HUMS 349/LITR 470. Identity is at the heart of our present social conflicts, from campus debates about power and privilege, to movements like Black Lives Matter and Me Too, to the resurgence of ethnic nationalism. But what is identity, after all? How does it come into being? What role do “nature” and “culture” play in that process, and are they separable? To what extent are we defined by our belonging to identity categories such as race, class, gender and sexuality? How free are we to create our own identities? What makes me “me”? Is there a true self? This class explores the complexities of identity through readings in modern literature, philosophy and social theory, from psychoanalysis to critical race theory, romanticism to postmodernism, autobiography to autofiction. Authors include J.-J. Rousseau, William Wordsworth, R. W. Emerson, Sigmund Freud, Melanie Klein, G. H. Mead, Erik Erikson, Judith Butler, Hannah Arendt, Theodor Adorno, Djuna Barnes, Nella Larsen, W. E. B. Du Bois, Franz Fanon, Ralph Ellison, James Baldwin, Ta-Nehisi Coates, Thomas Chatterton Williams, Saidiya Hartman, Claudia Rankine, Ben Lerner, Maggie Nelson, Camille Paglia.

Led by:

Professor Benjamin Barasch is a Postdoctoral Associate and Lecturer in the Humanities Program at Yale University. Having received his PhD in English and Comparative Literature from Columbia University in 2019, he is delighted to be returning to Yale and to the Humanities Program, from which he received his BA in 2009.

While his scholarship is rooted in nineteenth-century American literature and European aesthetic and ecological thought, he is also committed to wide-ranging inquiry into questions such as the nature of value and the status of the human in an age of environmental catastrophe. His book project, Living Thought: Form and Vitality in American Literature, argues that authors such as Walt Whitman and Henry James held a paradoxical conception of the imagination as both the mark of human uniqueness and the source of our closest intimacy with the nonhuman world.
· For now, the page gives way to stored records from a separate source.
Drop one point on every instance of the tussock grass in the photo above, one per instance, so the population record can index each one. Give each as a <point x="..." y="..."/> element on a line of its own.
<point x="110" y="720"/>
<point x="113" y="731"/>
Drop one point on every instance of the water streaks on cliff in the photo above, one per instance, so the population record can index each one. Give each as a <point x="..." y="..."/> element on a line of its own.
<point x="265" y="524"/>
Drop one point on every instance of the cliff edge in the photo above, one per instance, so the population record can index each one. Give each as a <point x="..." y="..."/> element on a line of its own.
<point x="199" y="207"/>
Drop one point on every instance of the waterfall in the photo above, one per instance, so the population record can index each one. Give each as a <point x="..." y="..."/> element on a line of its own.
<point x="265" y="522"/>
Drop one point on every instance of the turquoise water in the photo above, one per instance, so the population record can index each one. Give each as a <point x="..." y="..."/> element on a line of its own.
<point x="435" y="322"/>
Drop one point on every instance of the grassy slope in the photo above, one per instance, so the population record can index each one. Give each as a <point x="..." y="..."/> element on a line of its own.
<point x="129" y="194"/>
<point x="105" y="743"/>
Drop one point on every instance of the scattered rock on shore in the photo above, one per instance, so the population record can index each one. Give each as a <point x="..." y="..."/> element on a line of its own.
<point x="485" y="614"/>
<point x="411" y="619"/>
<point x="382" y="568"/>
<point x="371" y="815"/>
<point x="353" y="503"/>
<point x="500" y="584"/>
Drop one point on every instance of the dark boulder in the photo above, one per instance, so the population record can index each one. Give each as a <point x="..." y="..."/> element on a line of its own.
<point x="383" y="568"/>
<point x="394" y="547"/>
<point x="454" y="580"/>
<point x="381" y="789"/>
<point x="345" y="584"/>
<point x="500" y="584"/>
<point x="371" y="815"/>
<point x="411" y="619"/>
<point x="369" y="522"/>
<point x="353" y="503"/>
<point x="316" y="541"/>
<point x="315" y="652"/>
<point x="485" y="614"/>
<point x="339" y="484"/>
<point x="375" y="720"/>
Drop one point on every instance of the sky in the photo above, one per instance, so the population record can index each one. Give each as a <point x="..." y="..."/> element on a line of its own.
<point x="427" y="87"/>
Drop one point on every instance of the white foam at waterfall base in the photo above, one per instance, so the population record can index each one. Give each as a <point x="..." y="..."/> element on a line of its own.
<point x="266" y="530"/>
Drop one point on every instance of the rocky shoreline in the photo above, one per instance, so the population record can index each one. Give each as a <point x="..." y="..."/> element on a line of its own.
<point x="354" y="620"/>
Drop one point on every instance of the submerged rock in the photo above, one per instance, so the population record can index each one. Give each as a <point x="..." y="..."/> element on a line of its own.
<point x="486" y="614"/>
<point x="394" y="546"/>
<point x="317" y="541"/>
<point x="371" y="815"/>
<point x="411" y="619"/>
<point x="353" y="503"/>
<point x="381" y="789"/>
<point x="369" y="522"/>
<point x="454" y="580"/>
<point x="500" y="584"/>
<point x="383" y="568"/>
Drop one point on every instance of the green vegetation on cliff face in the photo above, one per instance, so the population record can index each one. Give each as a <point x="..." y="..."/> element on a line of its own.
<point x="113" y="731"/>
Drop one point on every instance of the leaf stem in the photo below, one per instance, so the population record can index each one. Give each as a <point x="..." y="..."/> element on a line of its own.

He proposes the irreducible doubleness of the imagination as a corrective to the academic critique of the human subject.

He has taught classes on American visionary art from Emily Dickinson to David Lynch; on the question of value in humanistic study; and a yearlong survey in political philosophy from Plato to Foucault. His paper “Emerson’s Discovery of Life” was the 2019 winner of the Ralph Waldo Emerson Society’s award for the best graduate student paper. A performing pianist and guitarist, he also studies the history and theory of classical and popular music; particular favorites include Gustav Mahler, Charles Ives, and Bob Dylan.

Testimonials:

This course has never been offered before. Testimonials are taken from student course evaluations of other courses by Professor Barasch.

  • “He is an excellent teacher who is always willing to meet with students. His insights allowed for deeper discussion in class. His engagement level was very high. He was very friendly and always open to help all of his students.
  • “He gives unique insights into the texts. They can be really different from what we usually heard and can be really deep. He’s especially helpful in office hours and gives me lots of ideas for my essays. I’m really grateful that I had him for my literature course in the first semester.”
  • “Professor Barasch continually engaged with my writing and ideas, even if he disagreed with the themes I put forward in my essays or our conversations he did always seem to respect me as a thinker and student. I’ve learned a LOT about a lot of books and have enjoyed discussing them together.”
  • “Professor Barasch not only demands participation and original thought, but he also uses our involvement to curate discussions that answer our own questions. Office hours are incredible, as he will discuss elements of the text with you as an equal and show care towards your well-being.”